O fato é que, se Rui Barbosa vivesse no contexto atual, penso que atestaria, pragmaticamente, que esta frase dita por ele, no início do século XX, nada mais foi do que uma profecia cumprida nos dias atuais. Penso, ainda mais, que Rui Barbosa, despertando no contexto em que vivemos, olharia para tudo que está acontecendo neste momento e nos perguntaria “O que é esta casa que vocês chamam de Senado Federal? Este órgão que vocês chamam de Senado Federal, hoje, representa o quê na verdade? O que significa ser Senador da República Federativa do Brasil? O que esses homens e mulheres que aí estão pensam e querem?”. Pior para nós seria ter que responder às suas indagações.
Seja como for, se Rui Barbosa me fizesse estas indagações, para a primeira pergunta eu não hesitaria em dizer que esta casa que chamamos de Senado Federal, parece não ser mais uma corte de “augustos e digníssimos senhores representantes da Nação”, muito menos a Casa de Rui Barbosa. Ao contrário, olhando para o caso da CPMF (das suas espúrias e imorais negociatas), para o caso da absolvição do seu ex-presidente, Renan Calheiros, e para os vários escândalos desta era José Sarney eu não hesitaria dizer que o Senado Federal se tornou uma alta “Casa de Prostituição”. E se ele – Rui Barbosa – continuasse e me perguntasse o que o Senado representa hoje, eu teria que dizer que, infelizmente, esta casa parece representar o que de mais odioso e terrível existe na brasilidade e nas instituições nacionais, sobretudo nesta era Lula: a “Casa da Corrupção”. E se ele insistisse e me perguntasse, ainda mais, o que significaria ser Senador da República Federativa do Brasil no contexto atual, eu teria que dizer que, pelo que temos visto, ouvido e vivido, ser Senador, hoje, parece significar ser o mais alto agente promotor da prostituição e da corrupção política brasileira. De modo tal que o ideário de um Senador hoje – olhando para o caso de dois anos atrás, o do Renan Calheiros, e agora os envolvendo os “Sarneys” – é: “estou no poder pelo poder e para aqui me manter eu faço qualquer negócio, porque para mim não existe distinção entre esfera pública e esfera privada; em tudo eu mando e faço como quero”.

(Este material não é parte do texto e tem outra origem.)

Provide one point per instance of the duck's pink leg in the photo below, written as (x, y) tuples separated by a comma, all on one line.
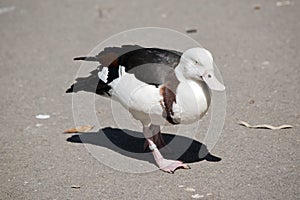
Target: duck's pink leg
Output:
[(164, 164)]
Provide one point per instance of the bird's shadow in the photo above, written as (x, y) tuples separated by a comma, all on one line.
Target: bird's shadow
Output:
[(131, 144)]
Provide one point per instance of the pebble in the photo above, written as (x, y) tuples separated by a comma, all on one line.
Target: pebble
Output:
[(42, 116), (188, 189), (197, 196)]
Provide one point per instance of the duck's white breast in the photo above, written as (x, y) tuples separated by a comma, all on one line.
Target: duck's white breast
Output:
[(192, 101)]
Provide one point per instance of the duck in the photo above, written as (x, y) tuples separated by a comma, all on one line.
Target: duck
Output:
[(159, 87)]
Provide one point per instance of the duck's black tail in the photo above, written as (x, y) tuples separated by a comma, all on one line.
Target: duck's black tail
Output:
[(87, 58)]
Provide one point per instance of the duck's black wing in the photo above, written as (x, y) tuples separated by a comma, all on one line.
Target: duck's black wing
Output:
[(150, 65)]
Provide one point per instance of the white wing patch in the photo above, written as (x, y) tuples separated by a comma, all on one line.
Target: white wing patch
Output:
[(177, 112), (103, 74)]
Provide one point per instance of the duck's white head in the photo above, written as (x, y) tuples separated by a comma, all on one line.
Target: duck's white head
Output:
[(197, 64)]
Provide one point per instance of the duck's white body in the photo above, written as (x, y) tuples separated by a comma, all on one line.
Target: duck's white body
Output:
[(144, 101), (162, 102)]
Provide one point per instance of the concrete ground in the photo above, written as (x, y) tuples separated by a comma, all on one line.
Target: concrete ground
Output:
[(255, 45)]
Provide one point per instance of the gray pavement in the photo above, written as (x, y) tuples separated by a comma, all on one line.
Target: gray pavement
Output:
[(256, 50)]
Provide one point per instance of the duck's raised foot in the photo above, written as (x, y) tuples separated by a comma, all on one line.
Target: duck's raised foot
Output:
[(170, 166)]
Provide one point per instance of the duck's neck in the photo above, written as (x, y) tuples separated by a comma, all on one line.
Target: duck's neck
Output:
[(179, 73), (199, 87)]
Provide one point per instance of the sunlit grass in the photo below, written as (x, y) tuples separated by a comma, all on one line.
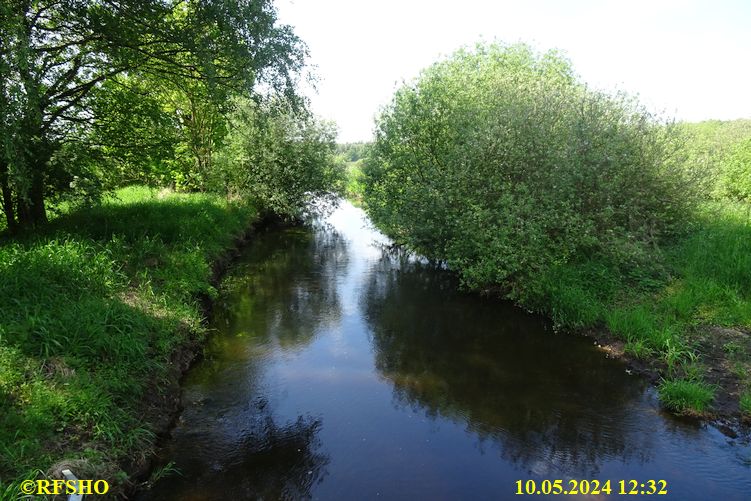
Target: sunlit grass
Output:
[(91, 312), (686, 396)]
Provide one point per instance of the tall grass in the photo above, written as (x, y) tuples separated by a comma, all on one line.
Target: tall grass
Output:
[(91, 313)]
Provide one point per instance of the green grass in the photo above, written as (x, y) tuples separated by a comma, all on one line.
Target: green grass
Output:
[(686, 396), (702, 279), (91, 312)]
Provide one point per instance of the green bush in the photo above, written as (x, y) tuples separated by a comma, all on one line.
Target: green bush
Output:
[(685, 396), (277, 157), (736, 179), (500, 162)]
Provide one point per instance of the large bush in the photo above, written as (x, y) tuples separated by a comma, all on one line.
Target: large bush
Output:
[(500, 162)]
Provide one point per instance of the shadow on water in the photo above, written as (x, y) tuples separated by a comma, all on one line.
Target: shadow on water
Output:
[(488, 366), (342, 368)]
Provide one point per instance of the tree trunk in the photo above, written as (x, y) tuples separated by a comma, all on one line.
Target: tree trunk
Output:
[(7, 194)]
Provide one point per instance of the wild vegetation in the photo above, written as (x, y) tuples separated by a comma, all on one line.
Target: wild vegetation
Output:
[(577, 203), (352, 156), (94, 309), (197, 104)]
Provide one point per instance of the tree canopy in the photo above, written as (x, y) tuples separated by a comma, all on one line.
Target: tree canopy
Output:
[(74, 74)]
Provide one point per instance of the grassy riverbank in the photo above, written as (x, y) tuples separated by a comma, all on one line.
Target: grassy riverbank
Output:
[(93, 315), (691, 324)]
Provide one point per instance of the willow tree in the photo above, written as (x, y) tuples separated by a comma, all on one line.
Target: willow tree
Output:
[(56, 53)]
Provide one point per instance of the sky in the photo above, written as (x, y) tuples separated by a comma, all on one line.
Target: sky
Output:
[(685, 59)]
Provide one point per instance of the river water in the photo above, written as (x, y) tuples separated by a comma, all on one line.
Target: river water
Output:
[(340, 370)]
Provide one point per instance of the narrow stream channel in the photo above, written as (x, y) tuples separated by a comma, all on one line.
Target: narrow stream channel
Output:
[(339, 371)]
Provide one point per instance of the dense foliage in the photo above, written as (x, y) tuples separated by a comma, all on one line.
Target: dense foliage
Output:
[(96, 95), (498, 161), (277, 156), (94, 308)]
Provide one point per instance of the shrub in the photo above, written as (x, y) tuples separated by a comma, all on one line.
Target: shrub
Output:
[(500, 162), (685, 396)]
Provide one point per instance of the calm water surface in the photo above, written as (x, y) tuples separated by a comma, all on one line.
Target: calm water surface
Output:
[(342, 371)]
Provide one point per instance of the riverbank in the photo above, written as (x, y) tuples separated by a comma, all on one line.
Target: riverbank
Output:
[(683, 319), (99, 317), (687, 327)]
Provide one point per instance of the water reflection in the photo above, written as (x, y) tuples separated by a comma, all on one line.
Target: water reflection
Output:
[(496, 370), (287, 291)]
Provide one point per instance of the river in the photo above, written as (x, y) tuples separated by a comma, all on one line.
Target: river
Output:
[(341, 370)]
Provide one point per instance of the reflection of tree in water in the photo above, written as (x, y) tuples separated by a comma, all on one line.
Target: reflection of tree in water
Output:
[(285, 289), (546, 400), (270, 462)]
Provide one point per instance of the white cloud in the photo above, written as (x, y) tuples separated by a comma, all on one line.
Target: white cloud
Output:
[(688, 58)]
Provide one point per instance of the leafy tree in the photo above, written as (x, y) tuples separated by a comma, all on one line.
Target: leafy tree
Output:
[(500, 162), (277, 155), (57, 53)]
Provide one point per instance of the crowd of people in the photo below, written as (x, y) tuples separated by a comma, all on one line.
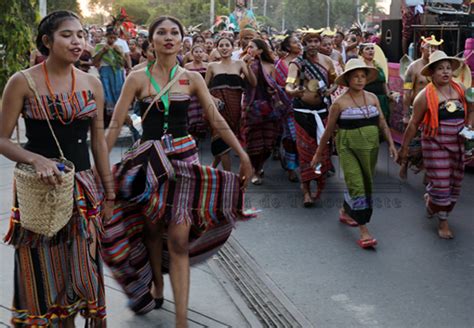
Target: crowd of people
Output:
[(299, 98)]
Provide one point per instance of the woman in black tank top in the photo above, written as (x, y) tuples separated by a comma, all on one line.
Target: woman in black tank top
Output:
[(50, 272), (166, 122)]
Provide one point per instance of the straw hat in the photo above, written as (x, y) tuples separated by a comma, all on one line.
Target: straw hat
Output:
[(354, 64), (438, 56)]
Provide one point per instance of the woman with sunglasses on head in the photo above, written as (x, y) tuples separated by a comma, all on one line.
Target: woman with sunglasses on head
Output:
[(224, 79), (292, 48), (60, 276), (261, 118), (165, 195)]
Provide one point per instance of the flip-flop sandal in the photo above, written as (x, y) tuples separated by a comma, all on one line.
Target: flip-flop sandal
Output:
[(349, 221), (256, 181), (367, 243)]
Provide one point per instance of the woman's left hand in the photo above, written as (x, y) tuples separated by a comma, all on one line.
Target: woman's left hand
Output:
[(246, 170)]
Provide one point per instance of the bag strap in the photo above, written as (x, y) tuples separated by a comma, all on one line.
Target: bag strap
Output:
[(164, 90), (32, 85)]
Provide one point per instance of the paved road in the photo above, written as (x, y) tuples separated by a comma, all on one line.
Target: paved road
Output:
[(412, 279)]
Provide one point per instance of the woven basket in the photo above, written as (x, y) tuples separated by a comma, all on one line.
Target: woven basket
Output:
[(44, 209)]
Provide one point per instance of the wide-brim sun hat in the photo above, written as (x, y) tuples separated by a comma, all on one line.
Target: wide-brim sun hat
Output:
[(437, 57), (355, 64)]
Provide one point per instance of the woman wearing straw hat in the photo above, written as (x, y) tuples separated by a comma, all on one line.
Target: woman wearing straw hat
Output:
[(60, 276), (358, 115), (442, 110)]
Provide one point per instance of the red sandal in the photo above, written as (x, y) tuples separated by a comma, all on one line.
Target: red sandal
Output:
[(343, 218), (367, 243)]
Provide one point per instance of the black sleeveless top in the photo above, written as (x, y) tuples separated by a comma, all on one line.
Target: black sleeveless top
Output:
[(177, 119), (76, 113), (225, 80)]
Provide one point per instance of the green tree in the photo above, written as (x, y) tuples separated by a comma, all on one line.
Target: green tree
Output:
[(137, 10), (105, 4), (72, 5), (15, 37), (189, 12)]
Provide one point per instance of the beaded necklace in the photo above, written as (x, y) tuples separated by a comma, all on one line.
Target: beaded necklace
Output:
[(54, 98), (450, 104)]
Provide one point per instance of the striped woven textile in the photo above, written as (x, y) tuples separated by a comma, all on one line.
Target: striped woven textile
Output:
[(81, 106), (307, 145), (443, 158), (289, 150), (289, 155), (232, 111), (197, 124), (209, 199), (59, 277)]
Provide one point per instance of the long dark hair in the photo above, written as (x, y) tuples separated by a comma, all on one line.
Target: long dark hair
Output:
[(156, 23), (285, 45), (266, 55), (49, 24), (224, 38)]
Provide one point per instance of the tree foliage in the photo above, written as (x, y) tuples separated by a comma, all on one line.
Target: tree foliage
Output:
[(137, 10), (296, 13), (72, 5), (17, 17)]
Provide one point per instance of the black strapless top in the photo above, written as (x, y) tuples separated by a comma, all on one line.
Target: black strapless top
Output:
[(226, 80), (72, 138), (177, 119)]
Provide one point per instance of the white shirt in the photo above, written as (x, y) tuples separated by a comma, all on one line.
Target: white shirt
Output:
[(236, 54)]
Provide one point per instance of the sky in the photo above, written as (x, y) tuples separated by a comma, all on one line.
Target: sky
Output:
[(84, 7)]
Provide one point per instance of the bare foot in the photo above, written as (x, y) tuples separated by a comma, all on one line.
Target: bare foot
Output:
[(292, 176), (307, 199), (346, 219), (157, 289), (256, 180), (443, 230)]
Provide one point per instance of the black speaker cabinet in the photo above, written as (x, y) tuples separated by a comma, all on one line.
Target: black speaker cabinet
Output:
[(391, 42)]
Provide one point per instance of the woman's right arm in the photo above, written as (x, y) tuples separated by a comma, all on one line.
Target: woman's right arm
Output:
[(248, 73), (209, 74), (333, 116), (126, 98), (12, 104), (419, 109)]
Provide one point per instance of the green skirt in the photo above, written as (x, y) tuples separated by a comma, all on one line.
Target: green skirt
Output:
[(358, 151)]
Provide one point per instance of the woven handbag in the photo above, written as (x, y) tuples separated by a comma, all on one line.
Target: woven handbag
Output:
[(44, 209)]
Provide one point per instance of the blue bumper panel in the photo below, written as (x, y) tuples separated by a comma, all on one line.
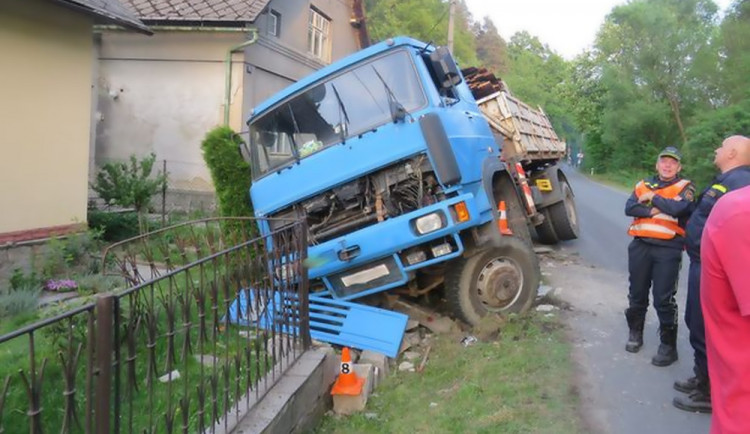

E se Rui, por último, perguntasse-me o que esses homens e mulheres que aí estão pensam e querem, eu diria: tudo o que eles querem é a satisfação dos seus próprios interesses e a vitaliciedade no poder. E completaria: “Rui, o Senado que você ajudou a formar, dignificou e honrou e, por isso, foi mais tarde chamado de Casa de Rui Barbosa, hoje, nada mais é do que um espaço político-institucional, onde as pessoas vendem o corpo, a alma e o espírito para quem quer que seja. Hoje, Rui, o Senado Federal tem o designativo que bem merece: a ‘Casa dos ‘Pizzaoilos’ do Governo Lula’”. Que lástima! Que tristeza! Até quando será assim?